Hey,
I have a very frustrating problem with Linux VM's storage 'hanging'. We store our VM's on an EMC2 Isilon cluster accessed over NFS. The machines will frequently freeze for between 4 and 5 seconds. This affects all Linux VM's (CentOS5.5) on a particular ESXi host at the same time.
It seems to be related to the virtual disk controller, all VM's with the LSI controller exhibit the issue but a VM with the IDE one doesn't.
So far i've boiled it down to a very simple setup to recreate the issue:
1) Install ESXi 4.1U1 on a server or workstation connected to the network with a single 1gig link
2) Setup a VMkernel port for storage and management traffic
3) Setup a datastore on the isilon cluster mounted over NFS.
4) Create 2 CentOS 5.5 linux VM's with the LSI SCSI controller (they don't need network). Boot them into runlevel 1 (ie no network, minimum services).
5)
On one VM run ioping to measure latency to it's virtual disk. E.g.:
ioping -c 1000 /tmp
On the other VM, write some data to it's virtual own disk. E.g.:
dd if=/dev/zero of=/tmp/test bs=1024 count=40000
Most often when you run the dd command, a few seconds later both VM's will hang for 4-5 seconds. When it returns from hanging ioping always reports a ping time between 4000-5000ms. Both machines are frozen during this period, but the network is OK, I can still ping the ESXi host over the same link.
As I said using the IDE controllers seems to be a work around but it's not ideal. Interestingly I don't see the issue using the local disks as datastore, so it seems to be related to using NFS mounted datastores too.
I've tried updating with the latest patches using vCentre Update Manager.
Any ideas?
Nick
I'd be very curious to find out what kind of resolution you get on this. I am seeing a very similar problem on all guest OS's in my environment. We are running a Nexenta storage platform, where it see's almost identical 4000-5000ms latency spikes (over 10gbit links, nonetheless). Those spikes go away when using block storage (iSCSI/FC) or when using IDE drivers. I have found other comments on the web (http://serverfault.com/questions/285214/troubleshooting-latency-spikes-on-esxi-nfs-datastores) that seem to indicate that it is resolved in ESXi 5.0, but that really doesn't help me today. I've got an open ticket on this issue, hopefully they will have a solution that is not "move to ESXi 5.0".

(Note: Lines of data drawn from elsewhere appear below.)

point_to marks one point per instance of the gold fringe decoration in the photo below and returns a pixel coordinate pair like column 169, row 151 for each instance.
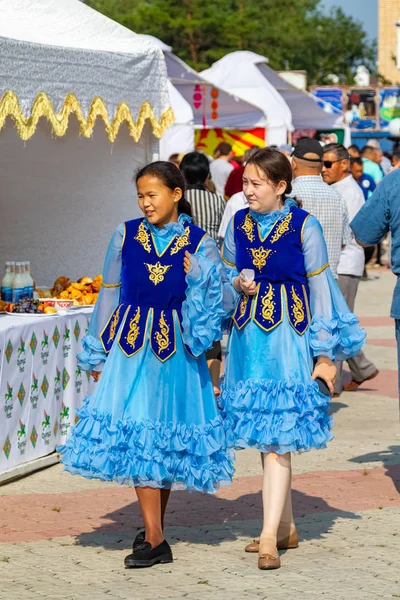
column 42, row 107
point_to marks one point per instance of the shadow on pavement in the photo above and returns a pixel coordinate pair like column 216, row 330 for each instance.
column 189, row 515
column 390, row 459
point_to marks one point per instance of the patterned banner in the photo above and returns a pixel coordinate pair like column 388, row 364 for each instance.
column 207, row 140
column 40, row 384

That's interesting to know. I am also planning to open a case. A couple of things I've noticed the past few days:
1)
Using iometer on Win7 x64, the highest overall latency measured is nowhere near 4000-5000ms, and the OS seems responsive while the Linux VM's are hanging. This had me wondering if it's just an issue affecting Linux (CentOS5.5 in my case). Interesting that it affects all your VM's.
2)
On our production cluster of Dell R610 ESXi hosts, the virtual IDE controller also suffers the hangs, but it doesn't when setup on the test workstation mentioned in my first post. The LSI SCSI and LSI SAS controllers however hang on both test workstation and R610s. I've yet to clear down on of the R610s and rebuild it from scratch to see if that resolves the hanging with the IDE controller.
Please do let me know if VMware come back to you with any ideas.
Nick
Hi,
Find the below article says about patches updates regarding the issue u were facing.
http://kb.vmware.com/kb/1014886
That KB article does not appear to address NFS latency at all. It does address some Dell Broadcom NIC issues, but does not appear to mention NFS latency issues at all. Also, it applies to ESXi 4.0, and I am currently on ESXi 4.1.
As for the Windows 7 guests, we do not have any Windows 7 guests in our environment. We have a lot of Windows 2008R2, and a lot of Linux, but no desktop OS's.
Hi BharatR
I don't see anything in that KB that refers to this issue. I am using VMware Update Manager and am and running the latest patches for ESXi4.1.0.
Do you see this problem with a single VM running one of the stat utilities referenced (ioping, fsunc-tester) against storage provided by an otherwise idle NFS store?
Hi J1mbo,
Our isilons are in use in production, so unfortunately we've not had the chance to test against an idle isilon cluster. However running one VM does seem OK. It's as soon as you launch another VM on the same ESXi host and run dd for example the hangs begin.
I have also tested using a workstation as NFS storage (which is otherwise idle), and this has no problems with 1 or 2 VM's. ioping reports higher latencies when the other VM is writing, but there is no 4-5 second hang.
Interestingly I don't see this issue with iometer in Windows7 64. It seems responsive whilst the Linux hosts are hung.
Nick
PS - great blog, lots of your tips are on now linked to on our internal wiki page!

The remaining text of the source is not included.